I stop incriminating myself long enough to take a breath and realize that to Eric, it must sound like I just confessed to killing Paul by strangling him with yarn and letting his face fall into his huge cereal bowl.
This is probably why Adam is so keen on people having a lawyer present when they talk to the police.
The bell above the door at the front of the store jingles, and Harlow jumps down to greet the new arrival.
Eric closes his notebook, clicks his pen, and returns them both to his breast pocket. He pushes the skein of yarn and needles aside and puts his hands palms down on the table between us.
“Can you do me a favour please and don’t tell anyone else what you just told me? Can you please keep that completely to yourself?”

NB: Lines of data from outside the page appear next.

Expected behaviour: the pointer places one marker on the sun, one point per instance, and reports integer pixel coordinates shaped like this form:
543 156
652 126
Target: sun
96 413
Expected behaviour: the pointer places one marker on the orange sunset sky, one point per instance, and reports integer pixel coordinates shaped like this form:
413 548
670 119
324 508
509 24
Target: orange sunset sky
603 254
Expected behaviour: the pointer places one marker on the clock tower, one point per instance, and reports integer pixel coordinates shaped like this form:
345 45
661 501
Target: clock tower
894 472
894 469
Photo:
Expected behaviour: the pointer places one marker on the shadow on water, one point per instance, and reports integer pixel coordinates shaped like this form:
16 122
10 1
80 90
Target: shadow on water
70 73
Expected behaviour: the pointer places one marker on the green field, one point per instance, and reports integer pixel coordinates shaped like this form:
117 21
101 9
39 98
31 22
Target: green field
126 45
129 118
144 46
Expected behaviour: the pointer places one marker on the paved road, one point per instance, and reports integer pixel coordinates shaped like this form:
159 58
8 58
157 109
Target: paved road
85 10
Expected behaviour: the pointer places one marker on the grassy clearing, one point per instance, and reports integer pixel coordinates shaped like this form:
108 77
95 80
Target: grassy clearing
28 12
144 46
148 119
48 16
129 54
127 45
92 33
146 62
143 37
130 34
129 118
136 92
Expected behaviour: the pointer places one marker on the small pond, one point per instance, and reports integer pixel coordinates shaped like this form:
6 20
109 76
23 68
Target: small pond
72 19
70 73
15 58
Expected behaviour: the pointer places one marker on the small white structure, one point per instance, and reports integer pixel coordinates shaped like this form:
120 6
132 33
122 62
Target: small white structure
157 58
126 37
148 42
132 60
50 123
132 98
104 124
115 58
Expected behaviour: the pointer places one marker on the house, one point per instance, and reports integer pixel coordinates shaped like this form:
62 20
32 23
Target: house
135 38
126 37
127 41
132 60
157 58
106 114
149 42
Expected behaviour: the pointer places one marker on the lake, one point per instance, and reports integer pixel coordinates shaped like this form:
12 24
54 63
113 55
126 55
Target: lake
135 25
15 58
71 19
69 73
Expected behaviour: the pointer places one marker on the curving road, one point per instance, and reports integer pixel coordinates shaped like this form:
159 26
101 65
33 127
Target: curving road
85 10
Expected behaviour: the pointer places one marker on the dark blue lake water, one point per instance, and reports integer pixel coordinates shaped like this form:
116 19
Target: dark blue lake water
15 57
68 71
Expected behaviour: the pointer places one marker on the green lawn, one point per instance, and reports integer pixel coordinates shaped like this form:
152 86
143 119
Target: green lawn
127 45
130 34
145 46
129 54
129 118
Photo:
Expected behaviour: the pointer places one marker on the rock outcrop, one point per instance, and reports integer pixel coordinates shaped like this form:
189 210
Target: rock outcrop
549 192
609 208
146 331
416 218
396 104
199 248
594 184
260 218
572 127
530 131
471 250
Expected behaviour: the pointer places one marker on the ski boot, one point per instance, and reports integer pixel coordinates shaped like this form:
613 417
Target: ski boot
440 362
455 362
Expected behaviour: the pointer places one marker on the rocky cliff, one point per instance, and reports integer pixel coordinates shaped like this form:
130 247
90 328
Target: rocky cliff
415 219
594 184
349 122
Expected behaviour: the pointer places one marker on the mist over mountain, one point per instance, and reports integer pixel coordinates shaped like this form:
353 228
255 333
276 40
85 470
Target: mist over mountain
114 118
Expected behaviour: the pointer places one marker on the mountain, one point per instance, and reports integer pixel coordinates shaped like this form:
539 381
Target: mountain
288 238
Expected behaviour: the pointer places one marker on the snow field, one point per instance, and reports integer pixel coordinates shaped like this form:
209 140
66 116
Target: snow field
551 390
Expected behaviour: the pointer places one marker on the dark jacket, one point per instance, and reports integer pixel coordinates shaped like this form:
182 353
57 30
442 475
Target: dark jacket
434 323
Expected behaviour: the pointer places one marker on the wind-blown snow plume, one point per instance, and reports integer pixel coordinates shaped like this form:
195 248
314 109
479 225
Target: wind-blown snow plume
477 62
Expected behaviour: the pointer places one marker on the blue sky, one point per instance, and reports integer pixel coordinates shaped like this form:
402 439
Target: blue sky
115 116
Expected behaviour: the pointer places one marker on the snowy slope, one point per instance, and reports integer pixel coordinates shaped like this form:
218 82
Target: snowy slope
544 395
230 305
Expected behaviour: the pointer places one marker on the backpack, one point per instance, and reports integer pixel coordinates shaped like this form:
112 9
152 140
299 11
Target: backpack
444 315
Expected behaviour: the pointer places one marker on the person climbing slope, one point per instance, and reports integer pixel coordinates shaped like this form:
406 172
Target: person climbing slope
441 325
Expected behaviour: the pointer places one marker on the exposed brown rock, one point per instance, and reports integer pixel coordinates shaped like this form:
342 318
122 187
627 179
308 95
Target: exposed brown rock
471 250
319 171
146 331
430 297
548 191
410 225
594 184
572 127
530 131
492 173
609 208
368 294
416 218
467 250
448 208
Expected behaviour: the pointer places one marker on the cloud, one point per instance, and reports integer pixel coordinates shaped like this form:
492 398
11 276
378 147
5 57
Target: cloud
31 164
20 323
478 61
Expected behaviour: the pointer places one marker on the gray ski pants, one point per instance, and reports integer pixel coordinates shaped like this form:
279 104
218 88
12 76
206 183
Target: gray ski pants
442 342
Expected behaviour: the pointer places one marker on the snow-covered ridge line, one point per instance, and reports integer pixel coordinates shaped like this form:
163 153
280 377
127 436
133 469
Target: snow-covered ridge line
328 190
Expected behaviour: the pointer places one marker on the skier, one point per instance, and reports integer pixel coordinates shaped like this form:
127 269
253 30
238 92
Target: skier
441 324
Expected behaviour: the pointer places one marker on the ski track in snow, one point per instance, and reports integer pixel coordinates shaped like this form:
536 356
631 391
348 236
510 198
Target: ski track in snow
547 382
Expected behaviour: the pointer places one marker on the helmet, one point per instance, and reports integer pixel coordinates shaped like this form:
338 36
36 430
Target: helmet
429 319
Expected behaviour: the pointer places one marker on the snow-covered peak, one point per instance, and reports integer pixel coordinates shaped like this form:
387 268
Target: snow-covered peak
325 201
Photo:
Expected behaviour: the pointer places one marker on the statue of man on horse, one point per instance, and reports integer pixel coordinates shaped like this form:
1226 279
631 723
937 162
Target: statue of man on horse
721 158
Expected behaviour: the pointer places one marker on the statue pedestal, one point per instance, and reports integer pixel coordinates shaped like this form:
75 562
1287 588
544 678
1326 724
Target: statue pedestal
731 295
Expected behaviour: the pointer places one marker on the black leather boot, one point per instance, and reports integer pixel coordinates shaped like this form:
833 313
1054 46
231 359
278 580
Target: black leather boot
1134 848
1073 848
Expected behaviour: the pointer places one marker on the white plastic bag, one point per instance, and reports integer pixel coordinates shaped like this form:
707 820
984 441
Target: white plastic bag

I nod. I’m terrified. If I wasn’t a suspect before, I am now. Why didn’t I stop myself from talking? What was I thinking?
“I think someone might be here for Stitch-Fix,” I tell him as I back my chair away from the table, stand up, then push the chair back in.
I walk to the front of the store and encounter a knitter with a frustrated look on her face holding a partially completed blanket with a large hole in it. I greet her, smile knowingly at her blanket, invite her to have a seat at the harvest table, and tell her I’ll be right back to help her with her knitting problem.
Eric is at the door, and we agree to meet tomorrow, so I can answer more of his questions. He says he’ll text me in the morning to arrange a time.